New Delhi, April 19: With the dismantling of the administered price mechanism (APM) and the linking of domestic prices of petroleum products to international prices, the national oil majors have seen a quantum leap in their profits but the consumer has largely been at the receiving end.

The Re 1 per litre cut in the price of diesel has had no impact on the mood of striking truckers as the price of the transport fuel has already been raised by Rs 4.06 per litre since January this year.

The recent price cut in diesel and petrol, ironically coinciding with the Iraq war, reverses the trend of steadily increasing prices of these two transport fuels since January this year.

The price of petrol and diesel had been increased five times this year with petrol going up by over Rs 4.56 per litre.

Official statistics reveal that on April 1, 2002, when the APM was dismantled, the price of petrol was Rs 26.54 per litre and that of diesel Rs 16.59 per litre. The prices of these two fuels started rising steadily and were around Rs 7 per litre higher for petrol and close to Rs 6 per litre more for diesel by mid-March this year.

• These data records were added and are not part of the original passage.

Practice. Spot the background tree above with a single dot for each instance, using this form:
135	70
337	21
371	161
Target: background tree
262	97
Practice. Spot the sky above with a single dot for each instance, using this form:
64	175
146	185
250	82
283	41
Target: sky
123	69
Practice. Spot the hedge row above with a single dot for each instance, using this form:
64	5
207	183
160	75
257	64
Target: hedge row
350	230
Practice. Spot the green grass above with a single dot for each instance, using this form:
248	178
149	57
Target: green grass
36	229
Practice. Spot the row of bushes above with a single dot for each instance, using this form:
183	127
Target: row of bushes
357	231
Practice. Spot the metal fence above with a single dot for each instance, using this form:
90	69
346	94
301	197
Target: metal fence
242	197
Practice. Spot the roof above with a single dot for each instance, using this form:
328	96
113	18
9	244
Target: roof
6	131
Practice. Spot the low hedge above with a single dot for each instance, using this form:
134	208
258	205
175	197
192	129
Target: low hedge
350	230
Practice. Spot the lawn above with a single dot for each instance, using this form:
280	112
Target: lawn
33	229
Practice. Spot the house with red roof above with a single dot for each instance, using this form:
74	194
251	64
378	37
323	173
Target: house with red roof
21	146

Apart from the price reduction this week there were only three earlier occasions , since April 1, 2002, when the prices of these fuels were lowered. Once by as little as 18 paise per litre which was followed by a 70 paise per litre reduction in November and December last year.

The national oil companies, on their part have been claiming that they have not been passing on the entire increase in international prices to consumers and have been bearing part of the burden.

In fact, it is an open secret that the government restrains the oil companies from raising the prices of petro goods too often in order to avoid an adverse political fallout. This is the argument that the truckers are likely to hear each time they take up their demand for a “stable” diesel price regime.

Petroleum minister Ram Naik has stated that prices can be reduced further only if the price of the Indian basket of crude falls to $ 20 to 22 per barrel.

International prices for the Indian crude basket had touched a high of $ 32.56 per barrel during the first fortnight of March. This had fallen to a low of $ 23.53 per on April 7 which in turn led to the Re 1 per litre price cut.

The international price of UK's high-quality Brent crude is now hovering at $ 25 per barrel as there is enough oil in the Gulf and Iraqi supplies are also expected to resume soon.

The Opec cartel is, in fact, worried that crude prices may come down further and are meeting on April 24 to discuss output cuts to arrest the fall. The cartel is determined to keep the crude prices above $ 25 per barrel.

While the government is aware that diesel is a politically sensitive commodity used both in the transport and farm sectors any major concession to the truckers will amount to a reversal of its economic reforms policy aimed at ushering in market-driven prices. And the fact that the petroleum sector has been thrown open to private companies makes it even more difficult to compromise on the issue.